Here are a few things I do at my own home to keep my drain lines flowing. I pour about 15 gallons of very hot water down my kitchen sink about once a month. Hot water does a pretty good job of dissolving grease, and this is an alternative to buying the bacteria product that eats grease.

Each week I pour 10 gallons of water as fast as possible into the highest toilet in my house. As I learned in high school physics, this water creates a vigorous flash flood within the pipes and especially the horizontal building drain pipe below my basement floor. Not to be gross, but the best analogy I can give is imagine blowing your nose. You get just about everything out and the pipes are wide open.

Septic tanks are magical boxes, as long as you use them correctly. In an ideal situation the only thing that would enter a septic tank is what comes out of your body and any very tiny food scraps that might make it past a kitchen sink strainer. That’s all you should ever put in a septic system.
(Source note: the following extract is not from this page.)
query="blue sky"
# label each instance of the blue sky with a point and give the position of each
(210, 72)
Mother Nature then takes over inside the tank. Natural bacteria start to eat the waste. When a tank is operating as it should, each time you flush a toilet and 1.6 gallons of water enters the tank, the same amount of partially treated wastewater leaves the tank headed to the leach field.

A leach field is almost always a network of pipes where the wastewater is distributed to a very well-drained soil that’s very sandy. The water seeps out of holes in the pipes and enters the sandy soil. Here other bacteria and oxygen work hand-in-hand to purify the wastewater.

Understand that the water that leaves the leach field becomes ground water. Once purified by the good bacteria and oxygen in the soil, it can almost be as pure as rainwater. I know this sounds hard to believe, but understand that in many rural areas a leach field from one neighbor is on higher ground than the neighbor below. The water naturally flows downhill on its way to the ocean!

You never want to put chlorine bleach, or products containing it, into a septic tank. This bleach is so strong it can kill the bacteria that eats the waste. Any other chemicals are bad too. The same goes for paint. Never clean paint brushes inside a house and allow that water to enter the septic system.

It’s very important to have the septic tank pumped every two or three years. Know where the manhole is that gives the technician access to the tank. As crazy as this sounds, my neighbor’s manhole is buried about four feet under his driveway. I saw his house being built and the builder and plumber never installed risers to get the manhole closer to the surface. That’s a giant mistake!